Cuando Gaby Goldman entra al living del geriátrico completamente encorvado y ayudado por un andador, Casablanca sonríe satisfecho. Es el director musical de la obra y se suma al grupo de actores para interpretarse a sí mismo con 40 años más en su pose más característica: sentado ante el piano.
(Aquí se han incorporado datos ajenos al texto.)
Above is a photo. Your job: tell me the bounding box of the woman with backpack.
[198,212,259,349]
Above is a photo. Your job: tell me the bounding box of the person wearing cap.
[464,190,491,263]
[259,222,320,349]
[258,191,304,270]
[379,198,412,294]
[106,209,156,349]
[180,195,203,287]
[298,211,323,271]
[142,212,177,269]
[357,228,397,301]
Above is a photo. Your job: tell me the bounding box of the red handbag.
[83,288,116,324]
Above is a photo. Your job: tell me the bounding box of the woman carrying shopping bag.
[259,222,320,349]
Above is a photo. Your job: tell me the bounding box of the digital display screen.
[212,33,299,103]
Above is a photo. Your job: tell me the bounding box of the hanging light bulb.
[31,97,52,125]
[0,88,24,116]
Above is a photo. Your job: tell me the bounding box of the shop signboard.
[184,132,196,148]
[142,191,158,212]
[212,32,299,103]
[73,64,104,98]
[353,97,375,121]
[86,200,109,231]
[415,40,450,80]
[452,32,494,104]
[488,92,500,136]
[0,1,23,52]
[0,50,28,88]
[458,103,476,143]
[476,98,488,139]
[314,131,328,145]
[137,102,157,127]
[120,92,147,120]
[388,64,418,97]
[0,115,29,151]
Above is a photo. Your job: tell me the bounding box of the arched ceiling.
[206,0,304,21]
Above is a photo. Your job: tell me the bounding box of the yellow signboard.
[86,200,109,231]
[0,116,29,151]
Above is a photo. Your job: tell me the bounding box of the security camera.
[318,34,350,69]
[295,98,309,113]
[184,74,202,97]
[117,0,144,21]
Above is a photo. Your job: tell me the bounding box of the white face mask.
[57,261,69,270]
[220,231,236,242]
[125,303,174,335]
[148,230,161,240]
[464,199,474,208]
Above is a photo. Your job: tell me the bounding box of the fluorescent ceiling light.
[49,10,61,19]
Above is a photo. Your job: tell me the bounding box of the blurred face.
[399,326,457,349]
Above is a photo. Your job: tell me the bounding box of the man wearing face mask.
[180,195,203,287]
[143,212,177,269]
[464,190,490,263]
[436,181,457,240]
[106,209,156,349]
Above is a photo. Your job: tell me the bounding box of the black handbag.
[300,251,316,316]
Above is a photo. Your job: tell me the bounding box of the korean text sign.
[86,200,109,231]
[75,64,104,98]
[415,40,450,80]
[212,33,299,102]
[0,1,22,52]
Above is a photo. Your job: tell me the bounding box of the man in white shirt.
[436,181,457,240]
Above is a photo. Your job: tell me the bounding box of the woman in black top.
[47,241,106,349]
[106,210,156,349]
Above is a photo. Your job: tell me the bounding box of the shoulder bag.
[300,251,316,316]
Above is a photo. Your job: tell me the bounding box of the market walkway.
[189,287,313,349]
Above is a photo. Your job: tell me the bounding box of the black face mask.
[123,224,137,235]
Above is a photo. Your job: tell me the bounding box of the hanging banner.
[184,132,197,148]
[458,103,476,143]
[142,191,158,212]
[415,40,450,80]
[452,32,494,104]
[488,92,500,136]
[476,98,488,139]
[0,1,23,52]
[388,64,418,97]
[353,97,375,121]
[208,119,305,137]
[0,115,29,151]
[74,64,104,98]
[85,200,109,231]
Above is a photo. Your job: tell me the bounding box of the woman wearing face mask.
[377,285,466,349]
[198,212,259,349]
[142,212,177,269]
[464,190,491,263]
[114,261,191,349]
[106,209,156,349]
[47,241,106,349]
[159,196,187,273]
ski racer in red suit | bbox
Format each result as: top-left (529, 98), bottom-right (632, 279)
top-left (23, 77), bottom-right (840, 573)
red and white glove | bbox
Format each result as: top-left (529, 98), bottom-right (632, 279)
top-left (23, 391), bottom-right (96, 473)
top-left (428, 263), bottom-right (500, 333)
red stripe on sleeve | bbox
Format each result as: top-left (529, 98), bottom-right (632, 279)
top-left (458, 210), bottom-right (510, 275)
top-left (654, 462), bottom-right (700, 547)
Además de encarnar a un personaje que sin emitir palabra provoca carcajadas, Gaby fue el encargado de elegir, junto con el director, el repertorio que le daría el cariz argentino a la obra. “En la adaptación de Tricicle, el humor era muy español y vimos que los gags no iban a funcionar. Era necesario tener un repertorio propio”, explica. De largas reuniones revisando los hits de la argentina de los 70, 80 y 90, salió un popurrí para todo público: Charly García, Spinetta, Memphis, Los Pimpinela, Nirvana y Gloria Gaynor son algunos de los artistas que prestarán sus grandes éxitos para esta obra a la que Goldman prefiere definir como “un show de situaciones”. “Es difícil hacer algo popular, para que nadie quede afuera, para que todos se rían. Elegimos las canciones de manera intuitiva y estamos contentos porque vemos que hasta ahora funciona”, agrega Casablanca y, con un brillo en los ojos, todavía movilizado por un ensayo con sabor a estreno, concluye: “Es un espectáculo conmovedor, porque te hace reír, y cuando salta la risa, ya estás dispuesto a que, en cualquier momento, se te caiga una lágrima”..

PARA AGENDAR
Forever Young: de Erik Gedeon. En el teatro Picadero, Pasaje Santos Discépolo 1857. Miércoles, jueves y domingos, a las 20.30; viernes, a las 21, y sábados, a las 20 y a las 22.